We’re meeting four times in July on JRS’s porch to ponder phenomenology as a possible framework for understanding audience engagement.
This is Zac Gungl critiquing classical phenomenology’s rejection of materiality, situatedness, and interiority; Priscilla Ferronato doubting whether phenomenology can ever be useful for analysis or prediction; and Andy Houston proposing that site-specific engagements may be primarily haptic. In other highlights, Shana MacDonald’s theory of intersubjective performativity in cinema studies made JRS concede that performative modes other than theatre may be primarily conceptual in their ontologies.
Feminist phenomenology questioning:
- is phenomenology concerned with the self (psyche?)
- and the world (transcendental real)?
- does it acknowledge mediation?
- is “environment” (which could be material, human-made things) distinguished from the transcendental real?
Merleau-Ponty “On Phenomenology” : body and environment are co-constitutive current versions are: “inter-agential relationality”
Questions of embodiment—feminists adopted Merleau-Ponty as a means of resisting phenomenology’s construction of the self as merely a thinking being; feminist subjectivity is embodied (because woman historically was construed as body, read as a body, situated as body).

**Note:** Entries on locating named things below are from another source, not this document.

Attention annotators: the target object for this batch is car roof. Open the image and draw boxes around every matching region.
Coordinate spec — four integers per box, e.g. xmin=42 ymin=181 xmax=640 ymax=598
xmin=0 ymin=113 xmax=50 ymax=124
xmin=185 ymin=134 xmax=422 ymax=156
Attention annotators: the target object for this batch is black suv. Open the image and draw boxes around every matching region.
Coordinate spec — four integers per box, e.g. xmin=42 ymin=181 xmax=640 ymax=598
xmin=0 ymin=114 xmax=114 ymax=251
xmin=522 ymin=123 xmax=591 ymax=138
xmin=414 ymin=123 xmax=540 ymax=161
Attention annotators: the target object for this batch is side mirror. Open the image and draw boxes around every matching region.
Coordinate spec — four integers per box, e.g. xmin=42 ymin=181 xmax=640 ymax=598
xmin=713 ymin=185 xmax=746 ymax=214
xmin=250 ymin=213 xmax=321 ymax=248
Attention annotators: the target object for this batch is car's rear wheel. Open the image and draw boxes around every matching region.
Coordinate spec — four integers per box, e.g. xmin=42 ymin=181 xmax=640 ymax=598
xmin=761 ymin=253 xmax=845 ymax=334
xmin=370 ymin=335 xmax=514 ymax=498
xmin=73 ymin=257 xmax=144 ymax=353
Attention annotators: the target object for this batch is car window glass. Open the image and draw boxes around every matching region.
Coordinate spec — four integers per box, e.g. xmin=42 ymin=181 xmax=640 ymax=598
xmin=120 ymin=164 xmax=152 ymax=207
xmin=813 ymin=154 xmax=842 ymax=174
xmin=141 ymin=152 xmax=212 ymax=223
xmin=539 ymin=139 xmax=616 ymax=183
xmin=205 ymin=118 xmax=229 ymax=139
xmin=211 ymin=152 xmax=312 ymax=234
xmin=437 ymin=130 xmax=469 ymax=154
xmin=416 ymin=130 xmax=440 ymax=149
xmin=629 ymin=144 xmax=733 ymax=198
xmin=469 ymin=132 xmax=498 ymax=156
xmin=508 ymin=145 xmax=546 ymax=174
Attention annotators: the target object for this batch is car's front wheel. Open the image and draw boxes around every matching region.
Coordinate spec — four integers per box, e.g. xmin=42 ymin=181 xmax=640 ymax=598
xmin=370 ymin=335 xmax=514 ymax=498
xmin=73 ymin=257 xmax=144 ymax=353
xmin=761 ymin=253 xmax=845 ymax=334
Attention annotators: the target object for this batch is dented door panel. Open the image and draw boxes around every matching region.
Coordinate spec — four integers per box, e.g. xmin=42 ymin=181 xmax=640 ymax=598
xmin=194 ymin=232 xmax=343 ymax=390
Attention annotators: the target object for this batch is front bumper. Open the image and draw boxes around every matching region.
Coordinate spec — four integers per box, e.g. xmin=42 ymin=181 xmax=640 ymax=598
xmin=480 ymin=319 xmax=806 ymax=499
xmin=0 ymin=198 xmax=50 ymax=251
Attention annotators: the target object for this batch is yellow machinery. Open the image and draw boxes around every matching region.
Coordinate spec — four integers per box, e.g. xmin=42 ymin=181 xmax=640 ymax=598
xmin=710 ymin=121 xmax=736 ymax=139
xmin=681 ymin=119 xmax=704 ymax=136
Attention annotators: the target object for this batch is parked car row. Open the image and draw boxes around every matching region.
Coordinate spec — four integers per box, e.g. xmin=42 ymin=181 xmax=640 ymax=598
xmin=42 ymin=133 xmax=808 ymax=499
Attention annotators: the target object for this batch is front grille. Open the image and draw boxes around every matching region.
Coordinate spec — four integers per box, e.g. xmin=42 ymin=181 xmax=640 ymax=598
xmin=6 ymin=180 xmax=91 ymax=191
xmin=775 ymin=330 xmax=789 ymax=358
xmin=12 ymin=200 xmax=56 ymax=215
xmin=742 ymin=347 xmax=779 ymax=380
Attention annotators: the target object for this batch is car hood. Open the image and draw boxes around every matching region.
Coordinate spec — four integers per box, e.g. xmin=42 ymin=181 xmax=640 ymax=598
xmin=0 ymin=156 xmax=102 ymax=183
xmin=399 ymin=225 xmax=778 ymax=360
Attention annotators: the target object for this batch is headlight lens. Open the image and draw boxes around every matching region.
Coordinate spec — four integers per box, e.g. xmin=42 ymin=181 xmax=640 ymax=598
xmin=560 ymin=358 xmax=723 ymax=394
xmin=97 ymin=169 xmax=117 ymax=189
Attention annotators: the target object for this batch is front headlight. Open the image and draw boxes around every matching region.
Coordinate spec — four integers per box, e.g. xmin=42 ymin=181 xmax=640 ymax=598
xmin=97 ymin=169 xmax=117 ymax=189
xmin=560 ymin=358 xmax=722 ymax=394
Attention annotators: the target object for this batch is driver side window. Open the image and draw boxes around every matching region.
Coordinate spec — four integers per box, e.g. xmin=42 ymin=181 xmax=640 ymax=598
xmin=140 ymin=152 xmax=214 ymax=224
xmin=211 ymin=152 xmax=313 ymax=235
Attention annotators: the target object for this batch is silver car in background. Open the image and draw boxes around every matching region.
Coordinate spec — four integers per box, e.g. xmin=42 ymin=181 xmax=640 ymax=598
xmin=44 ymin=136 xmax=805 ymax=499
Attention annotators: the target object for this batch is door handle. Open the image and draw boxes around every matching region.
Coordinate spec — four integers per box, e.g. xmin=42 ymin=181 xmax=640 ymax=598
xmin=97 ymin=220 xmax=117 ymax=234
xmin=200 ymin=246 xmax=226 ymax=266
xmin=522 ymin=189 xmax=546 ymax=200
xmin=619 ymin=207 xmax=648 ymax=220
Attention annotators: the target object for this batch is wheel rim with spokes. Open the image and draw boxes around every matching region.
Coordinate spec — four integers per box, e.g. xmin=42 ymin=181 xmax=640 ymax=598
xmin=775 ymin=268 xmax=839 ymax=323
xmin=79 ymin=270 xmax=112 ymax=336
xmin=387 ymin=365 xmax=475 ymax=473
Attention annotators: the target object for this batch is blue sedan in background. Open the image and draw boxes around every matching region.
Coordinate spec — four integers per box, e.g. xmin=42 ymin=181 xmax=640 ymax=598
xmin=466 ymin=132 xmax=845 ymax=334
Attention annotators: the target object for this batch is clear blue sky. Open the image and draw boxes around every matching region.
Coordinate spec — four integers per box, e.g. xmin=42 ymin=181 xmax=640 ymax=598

What we take away from this is that meaning exists in the interaction between subject and environment.
The Haptics of Art as Interface
“haptics” for us means all the ways art and audiences are co-respondent
Ways to take this up:
- the interface to experience (all of the insertion points around the event that aren’t the event itself
- everything that’s designed, that isn’t the experience)
- touch/audience making
- installation/object as interface (intersubjective performativity)
- practice as interface
What we take away from this is that we are interested in the maker/interface/audience—here, interface could be a practice or an object and objects could be ordinary, mediating, or art objects.

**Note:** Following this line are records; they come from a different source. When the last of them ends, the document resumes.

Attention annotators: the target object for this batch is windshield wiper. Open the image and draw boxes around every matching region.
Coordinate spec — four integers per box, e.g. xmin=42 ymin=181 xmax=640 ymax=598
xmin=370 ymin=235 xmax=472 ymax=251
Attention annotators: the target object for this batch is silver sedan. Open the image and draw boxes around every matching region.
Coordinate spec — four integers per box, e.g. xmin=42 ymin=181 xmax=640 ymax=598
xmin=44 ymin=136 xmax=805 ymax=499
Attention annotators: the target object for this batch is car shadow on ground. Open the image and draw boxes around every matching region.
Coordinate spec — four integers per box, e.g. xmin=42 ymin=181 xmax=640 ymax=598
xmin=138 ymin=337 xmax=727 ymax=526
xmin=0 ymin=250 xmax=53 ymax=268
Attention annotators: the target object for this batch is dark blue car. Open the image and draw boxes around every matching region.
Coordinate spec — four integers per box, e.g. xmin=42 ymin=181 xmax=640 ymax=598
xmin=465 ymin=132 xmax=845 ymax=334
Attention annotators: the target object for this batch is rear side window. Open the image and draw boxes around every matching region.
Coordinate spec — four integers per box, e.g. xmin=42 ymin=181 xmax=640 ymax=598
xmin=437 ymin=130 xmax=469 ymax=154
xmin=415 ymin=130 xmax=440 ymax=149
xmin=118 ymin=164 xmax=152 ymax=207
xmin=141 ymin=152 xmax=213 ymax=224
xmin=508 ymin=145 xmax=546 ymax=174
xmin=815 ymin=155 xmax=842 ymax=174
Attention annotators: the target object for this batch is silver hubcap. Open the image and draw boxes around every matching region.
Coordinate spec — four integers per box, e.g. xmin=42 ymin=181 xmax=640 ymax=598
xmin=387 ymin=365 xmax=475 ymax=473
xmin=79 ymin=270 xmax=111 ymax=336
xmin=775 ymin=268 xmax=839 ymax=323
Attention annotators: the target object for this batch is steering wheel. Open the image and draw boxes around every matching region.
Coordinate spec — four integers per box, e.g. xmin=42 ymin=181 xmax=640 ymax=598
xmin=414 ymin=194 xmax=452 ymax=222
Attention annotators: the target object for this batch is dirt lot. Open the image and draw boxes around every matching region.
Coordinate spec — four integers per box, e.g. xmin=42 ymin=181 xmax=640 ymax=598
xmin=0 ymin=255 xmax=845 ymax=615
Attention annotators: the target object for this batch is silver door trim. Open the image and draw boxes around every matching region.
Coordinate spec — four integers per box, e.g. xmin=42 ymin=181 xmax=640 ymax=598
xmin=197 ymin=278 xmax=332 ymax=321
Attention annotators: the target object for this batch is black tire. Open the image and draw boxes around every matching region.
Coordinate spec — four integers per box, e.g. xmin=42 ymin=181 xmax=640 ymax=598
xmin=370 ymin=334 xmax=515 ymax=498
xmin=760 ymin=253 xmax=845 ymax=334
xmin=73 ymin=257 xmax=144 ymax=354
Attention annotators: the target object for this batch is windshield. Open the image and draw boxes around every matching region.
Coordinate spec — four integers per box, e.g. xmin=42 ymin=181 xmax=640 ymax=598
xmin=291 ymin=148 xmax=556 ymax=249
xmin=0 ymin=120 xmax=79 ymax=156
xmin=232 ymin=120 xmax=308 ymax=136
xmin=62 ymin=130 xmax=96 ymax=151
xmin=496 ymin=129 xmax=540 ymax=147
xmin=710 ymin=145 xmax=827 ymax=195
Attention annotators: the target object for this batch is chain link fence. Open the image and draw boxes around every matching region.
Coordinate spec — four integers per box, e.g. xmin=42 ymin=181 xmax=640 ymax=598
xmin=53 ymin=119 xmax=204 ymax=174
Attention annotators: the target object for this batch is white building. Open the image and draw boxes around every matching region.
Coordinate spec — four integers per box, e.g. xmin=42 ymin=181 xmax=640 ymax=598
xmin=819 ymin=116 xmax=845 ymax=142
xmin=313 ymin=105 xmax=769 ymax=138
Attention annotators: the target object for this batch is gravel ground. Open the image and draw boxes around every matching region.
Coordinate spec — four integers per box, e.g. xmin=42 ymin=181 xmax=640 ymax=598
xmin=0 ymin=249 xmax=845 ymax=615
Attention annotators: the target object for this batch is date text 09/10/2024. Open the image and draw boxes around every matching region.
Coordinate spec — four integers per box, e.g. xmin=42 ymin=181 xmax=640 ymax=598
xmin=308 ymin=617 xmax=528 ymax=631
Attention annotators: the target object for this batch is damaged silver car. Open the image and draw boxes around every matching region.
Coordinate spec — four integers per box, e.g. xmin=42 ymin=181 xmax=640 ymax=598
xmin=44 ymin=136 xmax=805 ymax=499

What would it mean to explore and develop a critical interface theory?
Latour—Actor Network Theory: A Few Clarifications
- actor (problematic term because human and male who wishes to grab power and makes a network to extend his power) vs. actant (anything that is connected with an action) – differentiate from semiotic understanding of actor is that semiotics thinks of actor as fixed but actants are not fixed they are fluid
- try to analyze actions as relations – actants can be objects not just humans (a door can act upon the human for example to prevent access) – a network is not a thing but a movement – measure surface not space (far or close in network rather than in space e.g. telephone), scale not relative size but relative connectivity
- trying to make us stop thinking about agency in a hegemonic way but to distribute power and self-actualization
- useful for metadesign, because there we can’t have concepts of space, level, dimensions
- an entity has agency insofar as it affects other actants in a network (after Latour)
QUESTIONS:
- where do object actants get their agency?

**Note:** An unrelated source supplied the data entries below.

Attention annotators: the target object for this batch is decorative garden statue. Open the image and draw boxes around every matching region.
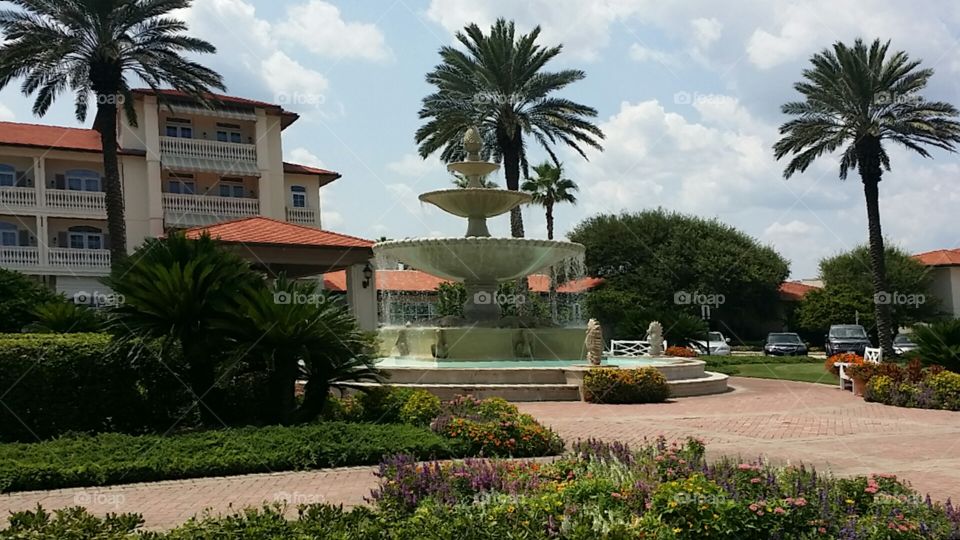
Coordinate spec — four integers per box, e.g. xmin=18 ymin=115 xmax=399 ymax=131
xmin=583 ymin=319 xmax=603 ymax=366
xmin=647 ymin=321 xmax=663 ymax=356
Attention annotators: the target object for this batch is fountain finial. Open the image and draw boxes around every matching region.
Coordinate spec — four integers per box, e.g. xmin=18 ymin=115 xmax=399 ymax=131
xmin=463 ymin=126 xmax=483 ymax=161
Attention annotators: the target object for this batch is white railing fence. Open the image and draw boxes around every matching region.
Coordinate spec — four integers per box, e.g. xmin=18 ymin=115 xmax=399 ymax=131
xmin=160 ymin=137 xmax=257 ymax=162
xmin=46 ymin=189 xmax=107 ymax=212
xmin=0 ymin=187 xmax=37 ymax=211
xmin=49 ymin=247 xmax=110 ymax=269
xmin=0 ymin=246 xmax=40 ymax=268
xmin=163 ymin=193 xmax=260 ymax=217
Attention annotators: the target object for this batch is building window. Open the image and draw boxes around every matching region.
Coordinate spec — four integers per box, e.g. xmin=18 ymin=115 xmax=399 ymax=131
xmin=218 ymin=178 xmax=246 ymax=199
xmin=64 ymin=169 xmax=100 ymax=191
xmin=290 ymin=186 xmax=307 ymax=208
xmin=0 ymin=165 xmax=17 ymax=187
xmin=0 ymin=221 xmax=20 ymax=246
xmin=67 ymin=227 xmax=103 ymax=249
xmin=217 ymin=124 xmax=243 ymax=144
xmin=166 ymin=118 xmax=193 ymax=139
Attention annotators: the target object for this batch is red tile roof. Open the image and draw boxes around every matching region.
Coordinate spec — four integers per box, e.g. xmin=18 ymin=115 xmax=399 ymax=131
xmin=0 ymin=122 xmax=101 ymax=152
xmin=780 ymin=281 xmax=819 ymax=302
xmin=185 ymin=216 xmax=373 ymax=248
xmin=323 ymin=270 xmax=603 ymax=293
xmin=913 ymin=249 xmax=960 ymax=266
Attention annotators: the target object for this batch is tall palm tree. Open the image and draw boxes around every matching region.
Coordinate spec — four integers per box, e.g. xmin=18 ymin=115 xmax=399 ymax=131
xmin=520 ymin=161 xmax=580 ymax=240
xmin=0 ymin=0 xmax=224 ymax=264
xmin=520 ymin=161 xmax=580 ymax=321
xmin=416 ymin=19 xmax=603 ymax=237
xmin=773 ymin=39 xmax=960 ymax=358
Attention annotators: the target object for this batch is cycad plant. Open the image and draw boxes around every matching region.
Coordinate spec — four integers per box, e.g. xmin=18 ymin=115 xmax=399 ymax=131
xmin=774 ymin=39 xmax=960 ymax=358
xmin=416 ymin=19 xmax=603 ymax=237
xmin=0 ymin=0 xmax=224 ymax=264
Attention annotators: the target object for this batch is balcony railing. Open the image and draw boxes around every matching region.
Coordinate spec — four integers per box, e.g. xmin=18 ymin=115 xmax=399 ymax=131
xmin=0 ymin=187 xmax=37 ymax=211
xmin=160 ymin=137 xmax=257 ymax=163
xmin=163 ymin=193 xmax=260 ymax=217
xmin=48 ymin=247 xmax=110 ymax=270
xmin=287 ymin=206 xmax=317 ymax=225
xmin=0 ymin=246 xmax=40 ymax=268
xmin=46 ymin=189 xmax=107 ymax=214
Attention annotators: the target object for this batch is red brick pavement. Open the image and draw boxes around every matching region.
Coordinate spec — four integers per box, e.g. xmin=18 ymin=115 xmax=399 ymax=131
xmin=0 ymin=378 xmax=960 ymax=528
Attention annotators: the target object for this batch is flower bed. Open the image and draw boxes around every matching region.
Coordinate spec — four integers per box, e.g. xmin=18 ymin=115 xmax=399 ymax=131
xmin=9 ymin=439 xmax=960 ymax=540
xmin=583 ymin=368 xmax=670 ymax=403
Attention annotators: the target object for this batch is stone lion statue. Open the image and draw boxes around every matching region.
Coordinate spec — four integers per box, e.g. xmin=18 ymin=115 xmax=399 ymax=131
xmin=583 ymin=319 xmax=603 ymax=366
xmin=647 ymin=321 xmax=663 ymax=356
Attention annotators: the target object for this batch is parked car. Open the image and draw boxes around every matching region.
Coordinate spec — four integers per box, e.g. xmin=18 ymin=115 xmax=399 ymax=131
xmin=763 ymin=332 xmax=808 ymax=356
xmin=824 ymin=324 xmax=873 ymax=357
xmin=893 ymin=334 xmax=917 ymax=355
xmin=690 ymin=332 xmax=731 ymax=356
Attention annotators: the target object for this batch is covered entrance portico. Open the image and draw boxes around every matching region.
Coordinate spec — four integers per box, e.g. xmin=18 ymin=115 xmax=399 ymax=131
xmin=185 ymin=216 xmax=377 ymax=330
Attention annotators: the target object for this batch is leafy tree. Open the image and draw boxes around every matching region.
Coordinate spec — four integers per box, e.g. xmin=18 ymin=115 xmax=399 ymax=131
xmin=773 ymin=39 xmax=960 ymax=358
xmin=24 ymin=300 xmax=103 ymax=334
xmin=0 ymin=268 xmax=66 ymax=333
xmin=416 ymin=19 xmax=603 ymax=237
xmin=104 ymin=234 xmax=263 ymax=424
xmin=225 ymin=276 xmax=381 ymax=423
xmin=570 ymin=210 xmax=789 ymax=341
xmin=0 ymin=0 xmax=224 ymax=265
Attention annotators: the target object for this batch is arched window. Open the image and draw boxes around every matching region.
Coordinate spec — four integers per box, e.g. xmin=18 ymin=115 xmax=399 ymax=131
xmin=290 ymin=186 xmax=307 ymax=208
xmin=64 ymin=169 xmax=100 ymax=191
xmin=67 ymin=225 xmax=104 ymax=249
xmin=0 ymin=163 xmax=17 ymax=187
xmin=0 ymin=221 xmax=20 ymax=246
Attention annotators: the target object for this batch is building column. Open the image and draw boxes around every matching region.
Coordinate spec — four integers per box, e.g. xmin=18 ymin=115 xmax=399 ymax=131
xmin=346 ymin=263 xmax=377 ymax=331
xmin=143 ymin=96 xmax=164 ymax=238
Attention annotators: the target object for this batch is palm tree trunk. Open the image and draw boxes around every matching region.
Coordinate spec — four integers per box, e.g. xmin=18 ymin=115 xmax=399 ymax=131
xmin=94 ymin=98 xmax=127 ymax=268
xmin=857 ymin=137 xmax=896 ymax=359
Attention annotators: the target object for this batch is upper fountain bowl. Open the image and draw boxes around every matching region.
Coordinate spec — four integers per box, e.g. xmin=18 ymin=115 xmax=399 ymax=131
xmin=420 ymin=188 xmax=531 ymax=218
xmin=373 ymin=237 xmax=585 ymax=283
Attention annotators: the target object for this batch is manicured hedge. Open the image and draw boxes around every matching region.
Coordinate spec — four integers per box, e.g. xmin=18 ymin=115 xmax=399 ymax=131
xmin=583 ymin=368 xmax=670 ymax=403
xmin=0 ymin=334 xmax=186 ymax=441
xmin=0 ymin=422 xmax=462 ymax=492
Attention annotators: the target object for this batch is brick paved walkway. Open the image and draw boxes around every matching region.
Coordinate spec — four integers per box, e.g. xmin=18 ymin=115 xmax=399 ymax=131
xmin=0 ymin=378 xmax=960 ymax=528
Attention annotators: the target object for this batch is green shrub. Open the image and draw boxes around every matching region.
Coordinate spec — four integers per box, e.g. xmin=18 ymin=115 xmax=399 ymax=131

- are they formed in some way by a human being, imprinted with different kinds of agency including things,tools, mediating objects, art objects?
- technologies come into being when their agency is co-opted by a human being in practice. does an object have agency in an interpretive relationship?
- object have agency insofar as they affect other actants in a network. what is the source of agency? what kind of affect and why?
- objects have two kinds of agency: from materiality and from uses to which human actants put the objects (uses sometimes adopt materiality—lamp, adapt – beach ball, oppose – sit on it and break it, be changed by materiality)
- material agency is conferred on object by maker, but the agency of the film is not the agency of the maker; film’s maker is not controlled by maker, nor does the maker control natural materiality. Perhaps here is a gap in new materialism, which does not ask about the maker of the object, just about object and human?
- does an art object enable performative intersubjectivity in a way that ordinary objects do not? is an artist a designer of objects that create the conditions for future performative subjective engagement?
- what kinds of objects bear traces or imprints of this particular kind?
- art objects mediate intersubjective performativity. other mediating artefacts mediate between me and the art object. what are the haptics of spectatorship in a variety of different contexts?